Slower, Deeper, Closer: Ah-Ma Handmade’s City-by-City Brand Building
By contrast, Ah-Ma Handmade is moving more slowly, but perhaps more deeply. While many tea and dessert brands rush to franchise and expand, Ah-Ma has taken a deliberately selective and city-specific approach. With only around 60 stores nationwide, the brand prioritises emotional stickiness over mass visibility, and curates its experience around the theme of “home.”
But this wasn’t always the case. In its early years, Ah-Ma focused on product quality and handmade techniques, emphasizing fresh ingredients like black sugar from Guangxi, hand-rolled taro balls, and buffalo milk. Its aesthetic and style drew from Taiwanese nostalgia, anchored by the figure of “Ah-Ma” (grandmother) - a warm, maternal symbol that infused the brand with emotional depth.
The shift from product-led storytelling to brand-led emotional narrative began around 2020, as Ah-Ma expanded beyond its Guangxi roots into cities like Shenzhen and Shanghai. Initially it leaned on regional identity, promoting Guangxi ingredients and calling itself “Guangxi’s pride.” But over time, it became clear that relying too heavily on a single origin story created vulnerability: when it had to replace its buffalo milk supply in 2023, consumer backlash was swift.
This sparked a smart evolution: rather than being about one place, Ah-Ma reoriented itself around “the taste of home.” It was a universal idea that could flex across regions while maintaining emotional depth.
Crucially, Ah-Ma brought this to life through hyper-local store design and storytelling. Each store is adapted to its host city’s cultural context. In Wuxi, it referenced local folk art (Huishan clay figurines); in Foshan, it was housed in traditional arcade architecture; in Shanghai, the store sits in a historic girls' school attended by author Eileen Chang. Even within malls, stores incorporate open kitchens and family-style elements, making the experience feel intimate and lived-in.
This localisation by city is more than aesthetics, it’s a strategic brand act. Ah-Ma uses local ingredients, dialects, history, and sensory details to connect with each market in a way that feels personal, not packaged. Combined with initiatives like kids' workshops and heritage storytelling, the brand constructs a multi-sensory, intergenerational narrative around food, memory, and belonging.
Two Paths, Shared Wisdom
While Honeymoon Dessert and Ah-Ma Handmade operate at different speeds and scales, they share some important principles:
1. Rooting Innovation in Emotion:
Both brands innovate, but not just for novelty’s sake. Their products reflect deeper values: tradition, family, and quality. This makes their offerings feel grounded and meaningful, not just trendy.
2. Controlling the Brand Experience:
Neither brand has pursued aggressive franchising. Instead, they retain control over product, space, and storytelling, ensuring brand coherence and depth across touch points.

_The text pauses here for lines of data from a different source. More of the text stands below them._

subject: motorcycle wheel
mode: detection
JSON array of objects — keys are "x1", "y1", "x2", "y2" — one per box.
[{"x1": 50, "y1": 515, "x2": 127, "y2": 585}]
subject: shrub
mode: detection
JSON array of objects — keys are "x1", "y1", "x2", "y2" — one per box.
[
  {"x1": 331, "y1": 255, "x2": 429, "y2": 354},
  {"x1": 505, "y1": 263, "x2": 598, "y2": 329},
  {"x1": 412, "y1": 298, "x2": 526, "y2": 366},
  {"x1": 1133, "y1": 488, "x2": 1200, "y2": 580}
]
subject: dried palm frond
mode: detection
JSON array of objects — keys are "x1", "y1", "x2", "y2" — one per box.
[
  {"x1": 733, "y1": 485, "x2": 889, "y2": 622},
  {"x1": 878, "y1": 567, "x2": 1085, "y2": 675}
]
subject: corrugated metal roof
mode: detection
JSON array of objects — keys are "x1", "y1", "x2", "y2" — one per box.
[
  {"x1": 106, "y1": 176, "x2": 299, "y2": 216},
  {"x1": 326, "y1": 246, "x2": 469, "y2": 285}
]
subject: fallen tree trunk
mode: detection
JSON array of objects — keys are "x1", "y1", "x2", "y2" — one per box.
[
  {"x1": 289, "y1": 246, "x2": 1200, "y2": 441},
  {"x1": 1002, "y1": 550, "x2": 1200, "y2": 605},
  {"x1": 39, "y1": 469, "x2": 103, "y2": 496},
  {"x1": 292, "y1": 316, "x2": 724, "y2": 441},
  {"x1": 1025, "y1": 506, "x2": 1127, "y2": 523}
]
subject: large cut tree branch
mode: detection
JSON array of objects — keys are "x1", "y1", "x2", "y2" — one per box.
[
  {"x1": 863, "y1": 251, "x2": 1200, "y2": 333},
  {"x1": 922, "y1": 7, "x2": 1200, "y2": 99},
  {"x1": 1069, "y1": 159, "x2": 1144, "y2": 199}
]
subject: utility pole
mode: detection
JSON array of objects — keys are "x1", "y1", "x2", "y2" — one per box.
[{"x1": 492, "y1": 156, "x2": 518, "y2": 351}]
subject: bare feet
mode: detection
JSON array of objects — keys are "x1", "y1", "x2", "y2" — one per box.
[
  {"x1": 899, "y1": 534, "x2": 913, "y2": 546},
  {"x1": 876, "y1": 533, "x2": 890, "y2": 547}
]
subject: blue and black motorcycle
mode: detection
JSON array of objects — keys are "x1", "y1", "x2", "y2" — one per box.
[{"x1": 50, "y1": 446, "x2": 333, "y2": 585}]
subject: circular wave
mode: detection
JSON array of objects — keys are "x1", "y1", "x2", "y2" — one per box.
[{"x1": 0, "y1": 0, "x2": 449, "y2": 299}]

3. Expanding the Definition of “Local”:
Honeymoon uses local ingredients to scale national products; Ah-Ma uses local cultural narratives to scale emotional resonance. In different ways, both show how localisation is not a limitation, it’s leverage.
4. “Home” as a Universal Hook:
Both use the concept of home - whether in the form of nostalgic flavours or family memories - to build lasting emotional bonds. In a world of fast food and fleeting trends, “home” is an anchor that doesn’t go out of style.
What it all Means
For brands looking to grow in China - or any complex, culturally rich market - Honeymoon Dessert and Ah-Ma Handmade offer a playbook that values depth over speed, substance over sizzle.
Honeymoon shows how to scale without dilution, using infrastructure, partnerships, and product-led thinking to extend reach. Ah-Ma demonstrates how to embed a brand in the emotional and cultural life of a city, not just its retail grid.
As competition intensifies and consumers seek more than just functional value, the lesson is clear: the future belongs to brands that don’t just deliver good products, but create a sense of place, memory, and meaning.